Founding meeting International Magnesium Institute in China
Prof. Dr. Andreas Gransee at the founding meeting of the International Magnesium Institute (IMI) at the University of Fuzhou in China.

Generally, agricultural production in open-air fields continues to be right and important for plants and animals that serve human nutrition. This will also be the case in the next decades. Without any doubt, plants and animals need minerals and nutrients. Therefore, manufacturers of such products will of course continue to be important. The second aspect is how to proceed. Certainly, there is still room for development in the following two directions: On the one hand, it is necessary to develop products that are more precisely tailored to the customer's needs than in the past. There are approaches like fertigation, for example. We are far from being close to completion in research and development. Secondly, we have to consider the exact needs of the plants and how this can be measured. New technologies such as sensors, satellites and algorithms will play a much greater role in this. In other words: fertilizers will remain important or perhaps become even more important. We must, however, become better both on the product side and on the application side to increase the resource efficiency of the products.
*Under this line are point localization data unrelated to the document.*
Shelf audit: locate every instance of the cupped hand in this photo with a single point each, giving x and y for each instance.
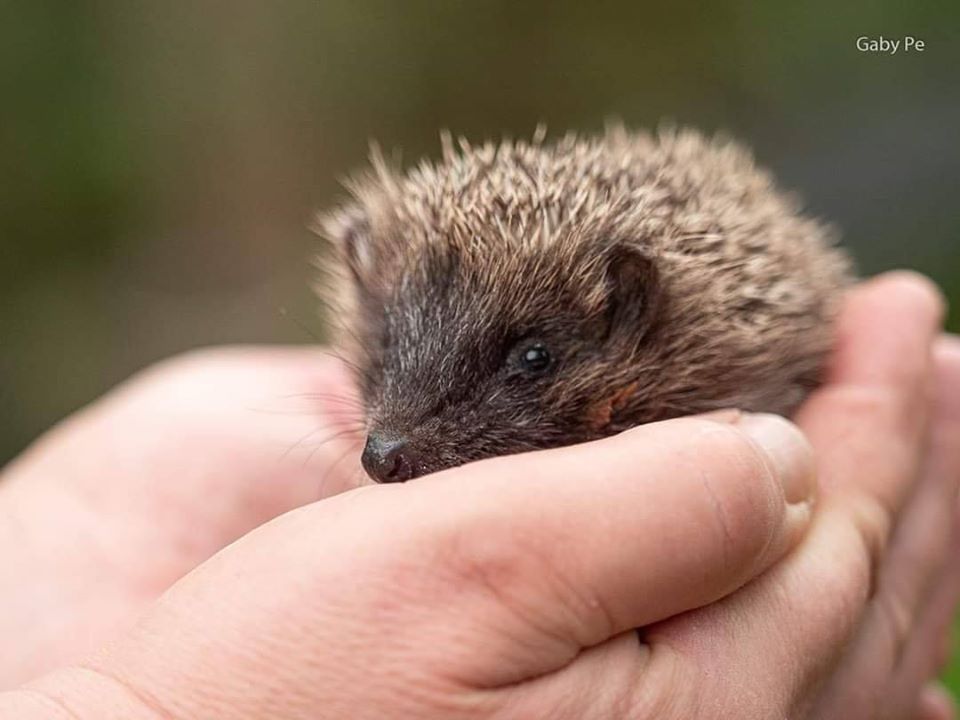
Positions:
(510, 588)
(107, 510)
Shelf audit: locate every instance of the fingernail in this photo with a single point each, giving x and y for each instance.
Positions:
(788, 451)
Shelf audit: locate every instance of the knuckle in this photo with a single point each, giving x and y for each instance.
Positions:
(671, 689)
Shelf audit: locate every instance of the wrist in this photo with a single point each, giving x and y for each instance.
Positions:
(76, 693)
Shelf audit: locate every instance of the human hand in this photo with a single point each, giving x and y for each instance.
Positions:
(695, 665)
(112, 506)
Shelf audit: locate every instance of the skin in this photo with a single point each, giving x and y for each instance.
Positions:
(324, 610)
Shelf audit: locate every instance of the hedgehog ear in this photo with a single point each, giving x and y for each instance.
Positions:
(633, 290)
(350, 233)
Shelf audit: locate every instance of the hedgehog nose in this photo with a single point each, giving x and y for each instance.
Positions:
(389, 459)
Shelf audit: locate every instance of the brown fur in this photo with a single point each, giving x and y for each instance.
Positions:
(665, 274)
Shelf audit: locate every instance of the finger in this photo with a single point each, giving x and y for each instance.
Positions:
(879, 387)
(935, 704)
(569, 547)
(478, 577)
(903, 300)
(109, 508)
(924, 540)
(867, 462)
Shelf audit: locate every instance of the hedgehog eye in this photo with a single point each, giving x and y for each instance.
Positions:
(534, 358)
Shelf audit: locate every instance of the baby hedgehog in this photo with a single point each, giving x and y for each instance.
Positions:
(518, 295)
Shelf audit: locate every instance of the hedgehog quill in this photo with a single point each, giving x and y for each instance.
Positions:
(522, 295)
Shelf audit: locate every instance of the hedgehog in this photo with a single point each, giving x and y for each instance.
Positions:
(524, 295)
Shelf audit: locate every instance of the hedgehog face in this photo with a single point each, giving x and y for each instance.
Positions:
(474, 353)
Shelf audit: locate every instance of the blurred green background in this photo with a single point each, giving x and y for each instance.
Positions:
(159, 161)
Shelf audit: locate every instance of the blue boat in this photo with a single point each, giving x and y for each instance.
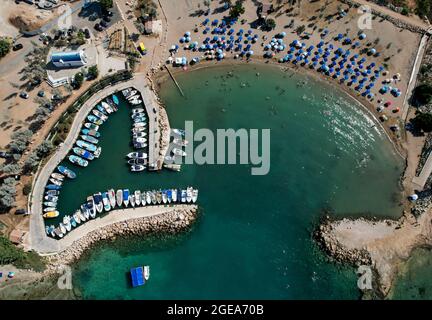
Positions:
(137, 277)
(92, 133)
(52, 187)
(67, 172)
(116, 100)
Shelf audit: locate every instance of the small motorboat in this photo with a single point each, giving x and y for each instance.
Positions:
(146, 272)
(92, 133)
(86, 145)
(91, 126)
(83, 153)
(51, 214)
(100, 115)
(119, 197)
(137, 168)
(95, 120)
(67, 172)
(52, 187)
(98, 152)
(106, 202)
(57, 176)
(90, 139)
(126, 197)
(77, 160)
(137, 155)
(111, 197)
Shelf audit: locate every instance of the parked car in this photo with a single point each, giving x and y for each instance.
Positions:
(98, 27)
(24, 95)
(17, 47)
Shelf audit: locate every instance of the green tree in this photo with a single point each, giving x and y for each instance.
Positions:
(5, 46)
(423, 94)
(93, 72)
(237, 9)
(106, 4)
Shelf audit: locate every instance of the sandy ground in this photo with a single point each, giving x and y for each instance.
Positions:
(389, 243)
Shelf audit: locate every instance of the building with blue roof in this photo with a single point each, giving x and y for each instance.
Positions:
(71, 59)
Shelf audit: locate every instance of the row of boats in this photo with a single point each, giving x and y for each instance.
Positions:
(52, 191)
(86, 148)
(122, 198)
(137, 160)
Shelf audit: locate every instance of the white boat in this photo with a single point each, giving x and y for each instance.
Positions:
(137, 195)
(62, 228)
(107, 107)
(106, 202)
(179, 152)
(77, 217)
(143, 198)
(194, 195)
(119, 197)
(189, 194)
(111, 197)
(146, 272)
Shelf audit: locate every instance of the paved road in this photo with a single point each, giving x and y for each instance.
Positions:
(39, 241)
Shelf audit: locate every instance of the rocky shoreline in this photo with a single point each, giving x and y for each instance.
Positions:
(171, 222)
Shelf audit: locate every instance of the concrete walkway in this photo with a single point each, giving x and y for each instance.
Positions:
(39, 241)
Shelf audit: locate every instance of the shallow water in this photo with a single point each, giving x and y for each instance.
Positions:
(253, 239)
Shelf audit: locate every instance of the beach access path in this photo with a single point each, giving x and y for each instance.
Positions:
(38, 240)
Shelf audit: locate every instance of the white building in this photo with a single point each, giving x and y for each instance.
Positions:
(69, 59)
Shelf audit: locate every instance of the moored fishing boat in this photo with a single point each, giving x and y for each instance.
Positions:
(56, 182)
(91, 207)
(57, 176)
(111, 197)
(126, 197)
(189, 194)
(178, 132)
(119, 197)
(95, 120)
(137, 155)
(194, 195)
(90, 139)
(52, 187)
(51, 214)
(178, 152)
(91, 126)
(86, 145)
(115, 99)
(143, 198)
(92, 133)
(146, 272)
(67, 223)
(77, 160)
(102, 109)
(100, 115)
(137, 168)
(105, 200)
(107, 107)
(67, 172)
(137, 195)
(97, 197)
(83, 153)
(98, 152)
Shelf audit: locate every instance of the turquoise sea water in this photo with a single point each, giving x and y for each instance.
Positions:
(253, 238)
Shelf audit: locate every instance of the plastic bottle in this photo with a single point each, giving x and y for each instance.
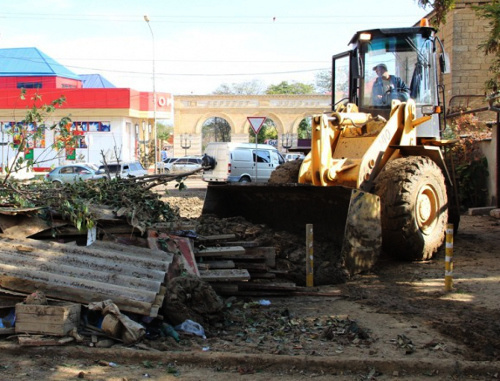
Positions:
(168, 330)
(193, 327)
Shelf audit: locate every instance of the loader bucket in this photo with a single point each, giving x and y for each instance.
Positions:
(348, 218)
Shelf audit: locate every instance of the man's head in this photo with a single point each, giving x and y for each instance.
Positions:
(381, 70)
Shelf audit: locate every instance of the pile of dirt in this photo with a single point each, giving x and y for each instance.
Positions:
(290, 249)
(189, 298)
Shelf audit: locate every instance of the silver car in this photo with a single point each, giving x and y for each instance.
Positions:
(71, 173)
(184, 164)
(125, 169)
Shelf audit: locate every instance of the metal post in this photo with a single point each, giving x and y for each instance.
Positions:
(286, 142)
(185, 143)
(256, 156)
(155, 129)
(448, 262)
(309, 256)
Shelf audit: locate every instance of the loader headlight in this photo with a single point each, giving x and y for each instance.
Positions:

Finally, what can each of us do to contribute to securing the world's food supply?

Particularly in Germany, wastage of food is the most significant factor. This concerns both private consumers and the food trade, for example supermarkets, where many groceries are destroyed. This is difficult, I know, and of course it also requires a change in the consumer behavior of each individual. At least however, this is something we can do ourselves and directly influence. We also need to address the question of the value of food to us. In our regions, this has become somewhat out of focus. I believe that food is often worth more than it costs in some supermarkets. We need to bring this back into the right balance.

Prof. Gransee, many thanks for the interview!